The sentence comes out flat, final, and so loaded with personal history that the room goes quiet all over again.
Varek doesn’t contradict him. He doesn’t waste time pretending certainty he doesn’t have. “Yes,” he says. “Which is why panic serves her.”
Aelith stares at him. “You ask for composure from a male whose mate is in her hands.”
“I ask for reason,” Varek says. “You may keep your fear. It is earned.”
That hits hard enough that even Aelith has no immediate answer.
Near the doorway, one of the younger fighters shifts and bumps a shoulder into the frame. The little noise breaks the spell just enough for the room to breathe again. Iris, perhaps deciding she has tolerated enough drama for one afternoon, starts wrapping Aelith’s side with ruthless efficiency.

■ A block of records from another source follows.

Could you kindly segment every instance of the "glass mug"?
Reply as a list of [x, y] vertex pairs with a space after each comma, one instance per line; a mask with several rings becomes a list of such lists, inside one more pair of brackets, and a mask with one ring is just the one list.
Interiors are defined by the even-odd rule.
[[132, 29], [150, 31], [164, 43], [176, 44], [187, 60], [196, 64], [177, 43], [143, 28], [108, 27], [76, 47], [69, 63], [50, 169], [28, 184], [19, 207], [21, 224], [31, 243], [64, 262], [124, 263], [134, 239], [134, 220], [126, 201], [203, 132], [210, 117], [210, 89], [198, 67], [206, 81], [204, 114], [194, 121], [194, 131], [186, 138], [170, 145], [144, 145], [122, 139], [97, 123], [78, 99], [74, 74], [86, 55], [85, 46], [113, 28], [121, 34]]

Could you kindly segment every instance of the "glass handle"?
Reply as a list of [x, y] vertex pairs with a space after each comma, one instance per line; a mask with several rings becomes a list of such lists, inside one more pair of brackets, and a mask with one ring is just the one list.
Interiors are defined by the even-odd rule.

“What exactly did the queen say?” I ask.
Every eye in the room flicks to me.
Aelith’s gaze narrows. “You want the phrasing?”
“I want the truth.”
His molars grind. For a second I think he might refuse out of sheer bloody-mindedness. Then he sags back against the table and lets out a breath.
“She said the last exchange was so successful, perhaps we should repeat it with a more useful child.”